Additional analyses were carried out for the AMEND algorithm to determine its sensitivity to certain parameters and its consistency across independent datasets. The sensitivity analysis showed that results were fairly robust to changes in the seed weight parameter c, while performance tended to increase with an increasing grid size for the restart parameter grid search. In most cases, modules obtained from independent datasets did share common genes, albeit with limited overlap. Additionally, the non-zero Jaccard and Nested Indices measuring the extent of overlap were statistically significant, determined using a bootstrap approach. Given the differences in assay platform, time, location, and dosage between the four experiments, it is encouraging to find shared genes that are relevant biologically; EGFR, CDK6, and CDC20 play key functions in cell cycle progression and have been implicated in bladder cancer [55,56,57]. Not only were the shared genes highly relevant to bladder cancer, but the non-overlapping genes were also associated with relevant biological processes, such as cell cycle and DNA replication (see Additional file 11).

There are several limitations associated with this study. Comparisons of AMI methods and their results are rendered difficult by different factors. There is a lack of a gold standard for AMI methods, and the ground truth of the mechanisms underlying a given biological condition is usually unknown. Thus, the biological plausibility of results must be approximated through pathway analysis. Also, the algorithms included in this study return either a set of disconnected modules or a single, connected module. It is not entirely clear how these different types of results should be compared. There are also limitations with respect to the scope of this study. There is a plethora of AMI methods that have been developed on different data types using different techniques for filtering out nodes. However, we purposely restricted the benchmark methods to those that were developed for gene expression data and employ network diffusion, to facilitate fair comparisons. DOMINO and NetCore were included in this study for their high performance, their use of network diffusion, and their novelty, which includes the use of core normalization in RWR for NetCore and the development of the EHR for DOMINO.

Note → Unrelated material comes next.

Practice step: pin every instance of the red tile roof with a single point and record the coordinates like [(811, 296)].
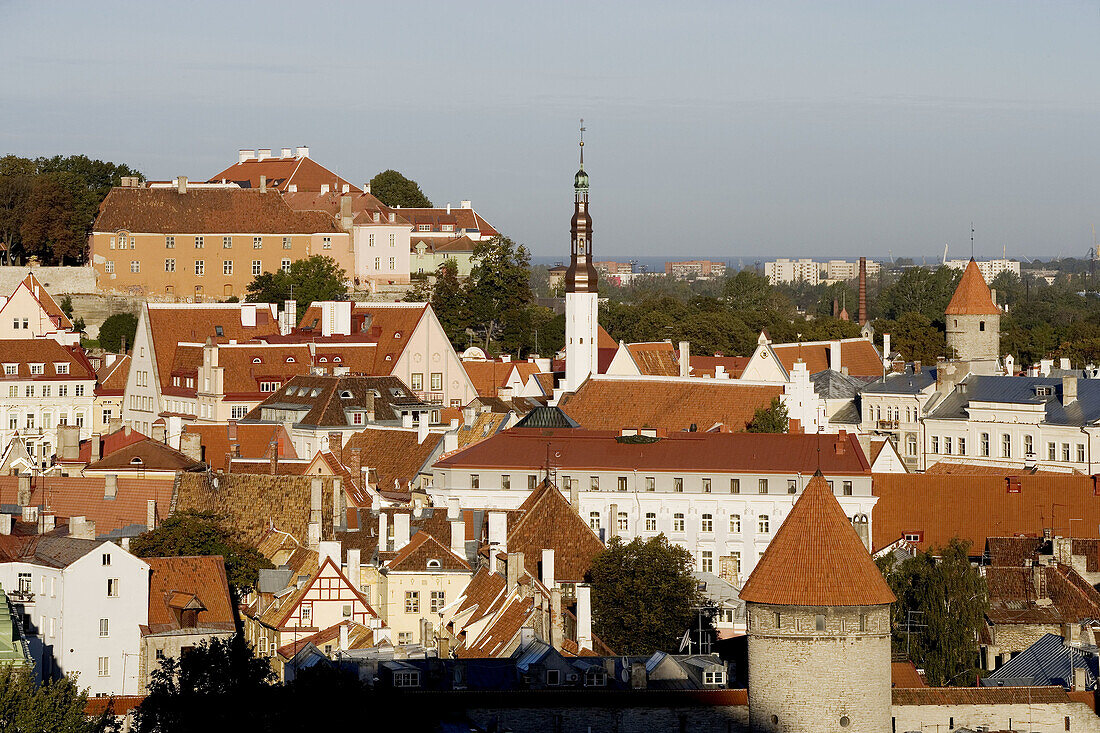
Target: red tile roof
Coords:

The work presented in this study could be extended in several ways. As mentioned previously, it is generalizable to other data types, only requiring a modification to the RWR seed scheme. Also, the integration of several different omics data types could provide a more systematic description of the biological processes being studied. For example, transcriptomic and proteomic data are well suited to be integrated together with PPI networks. Other omics data may require different molecular interaction networks.

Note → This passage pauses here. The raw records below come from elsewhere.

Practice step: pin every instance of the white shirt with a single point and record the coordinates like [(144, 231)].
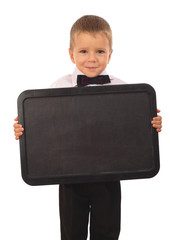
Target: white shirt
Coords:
[(70, 80)]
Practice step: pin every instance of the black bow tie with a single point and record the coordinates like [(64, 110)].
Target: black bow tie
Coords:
[(82, 80)]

In summary, this study introduced AMEND, a novel AMI method that utilizes network diffusion in combination with the ECI to identify a connected subset of genes that are regulated in similar or opposing ways between two experimental conditions. It incorporates powerful network analysis techniques to filter out genes and was shown to outperform other AMI methods in terms of the median ECI and the proportion of significant ECI genes of the returned modules. AMEND is easily accessible as an R package.